We recently helped a Dublin medical practice recover data from their failed Buffalo Terastation RAID 5 NAS device.
It was being used as a file server between four workstations in their office. One month previously, they had noticed that something might be awry when their NAS started to display error codes its LCD. But as their NAS continued to function, they did not give the error codes much heed. Then last week, their NAS became inaccessible altogether.

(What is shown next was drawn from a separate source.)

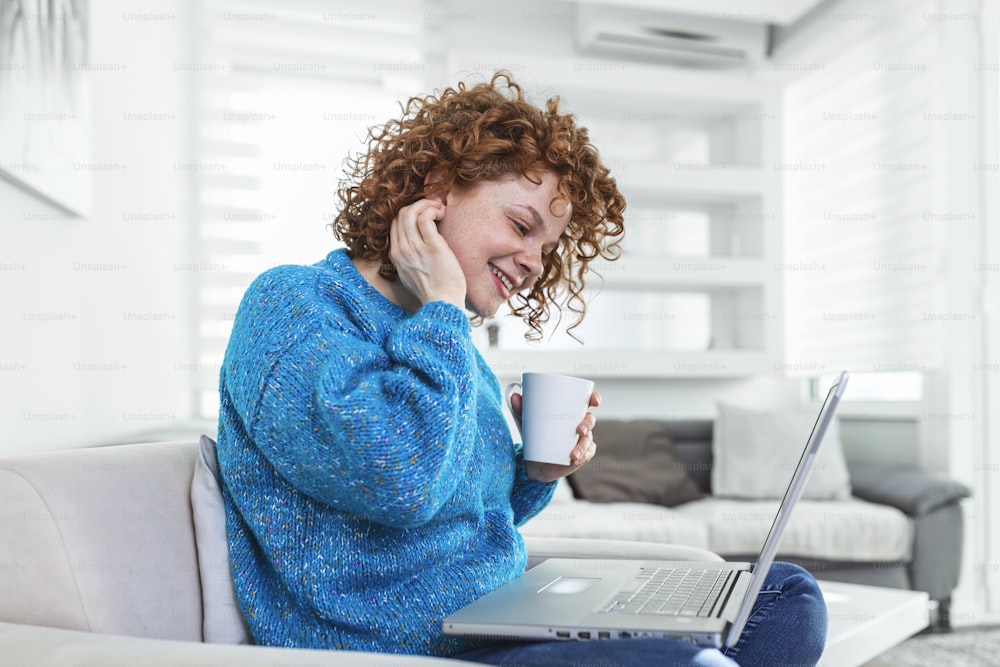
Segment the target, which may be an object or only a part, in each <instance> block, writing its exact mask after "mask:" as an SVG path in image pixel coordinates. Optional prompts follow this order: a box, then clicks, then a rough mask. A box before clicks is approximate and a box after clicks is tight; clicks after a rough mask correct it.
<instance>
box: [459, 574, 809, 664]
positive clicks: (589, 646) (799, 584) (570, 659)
mask: <svg viewBox="0 0 1000 667" xmlns="http://www.w3.org/2000/svg"><path fill="white" fill-rule="evenodd" d="M826 620H827V619H826V603H825V602H824V601H823V594H822V593H821V592H820V590H819V587H818V586H817V585H816V580H815V579H813V577H812V575H811V574H809V573H808V572H806V571H805V570H803V569H802V568H800V567H799V566H797V565H791V564H790V563H775V564H774V565H772V566H771V571H770V572H768V575H767V579H765V580H764V587H763V588H762V589H761V592H760V595H758V596H757V602H756V604H755V605H754V608H753V612H752V613H751V614H750V619H749V620H748V621H747V624H746V627H744V628H743V634H742V635H740V638H739V640H738V641H737V642H736V645H735V646H730V647H728V648H724V649H722V650H721V651H718V650H716V649H710V648H703V647H700V646H695V645H693V644H689V643H687V642H682V641H675V640H671V639H623V640H615V641H596V642H595V641H590V642H582V641H581V642H578V641H543V642H529V643H514V642H511V643H502V644H497V645H494V646H489V647H487V648H481V649H477V650H475V651H469V652H468V653H462V654H460V655H456V656H454V657H455V658H457V659H461V660H467V661H469V662H479V663H484V664H487V665H508V666H512V665H516V666H517V667H560V666H565V667H587V666H588V665H615V666H616V667H660V666H663V667H667V666H670V667H681V666H691V667H715V666H716V665H737V664H738V665H742V666H743V667H755V666H757V665H760V666H762V667H772V666H773V665H779V664H780V665H784V666H786V667H792V666H793V665H795V666H800V665H801V666H802V667H805V666H807V665H815V664H816V663H817V662H819V658H820V656H821V655H822V654H823V646H824V645H825V643H826Z"/></svg>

We opened up their Terastation device. Inside we found 4 X 1TB Western Digital WD10EFRX-68PJCN0 NASware “Red” disks. We removed them from their bays and attached them to our recovery system. We discovered they were configured in RAID 5 (using a block size of 256KB) and the array was using the XFS file system. We performed diagnosis on each disk. Disk “0” had a problem with head “3” and disk “3” had extensive bad sectors. Disks “1” and “2” tested fine.
Data recovery solution
We would work with disks “1”,”2” and “3” to rebuild the array. We imaged all of these disks so we would be working with copies and not the originals. We now had the challenge of rebuilding the XFS volume. This took a few hours to manually reconstruct with the aid of a HEX editor. Eventually we had a mountable volume again but still no files were visible. This is quite normal after a reconstruction of an XFS array as there is a high probability that some allocation group header structures will still be “out of place” or some missing inode clusters may still exist. These needed to be rebuilt or corrected using XFS repair commands.
Once the volume’s files appeared, it was now time to extract them onto a 4TB external USB drive. Most of the files were .DICOM files (x-ray images, all of which were intact) which the client was very pleased to see again.
Beware of “warning fatigue”
Reflecting on this case, the client made two mistakes which eventually led to a data loss situation. Firstly, they had mistaken a file server for a back-up device. They believed that because it was a NAS device, it could not fail on them. This is a common misconception that users have about NAS devices. While they certainly do have a lower probability of suddenly and catastrophically failing, they can still fail, albeit slowly and with more warning than a standalone disk. But, in this case, they did not heed to the warning, namely the “I12” error message which they saw appear on the Buffalo’s LCD”. This is understandable. The average user is getting bombarded with warning messages about everything from their media player software being out-of-date to low-ink warning messages from their printer. When it comes to really important messages from, for example, back-up hardware or software, these can get “downgraded” in a user’s mind to “just another error message”. System administrators or IT support technicians have an important role to play in delineating to users the importance of acting on any messages relating to data backup. Hardware manufacturers also have a role in making their error messages on their devices less cryptic and more comprehensible for your “average” user. For example, Buffalo’s “I12” code to signify it’s RAID is operating in degraded mode means very little to the average user. A more succinct message such as “array failing” might spur a whole lot more users into action and help them avoid the costs of data recovery!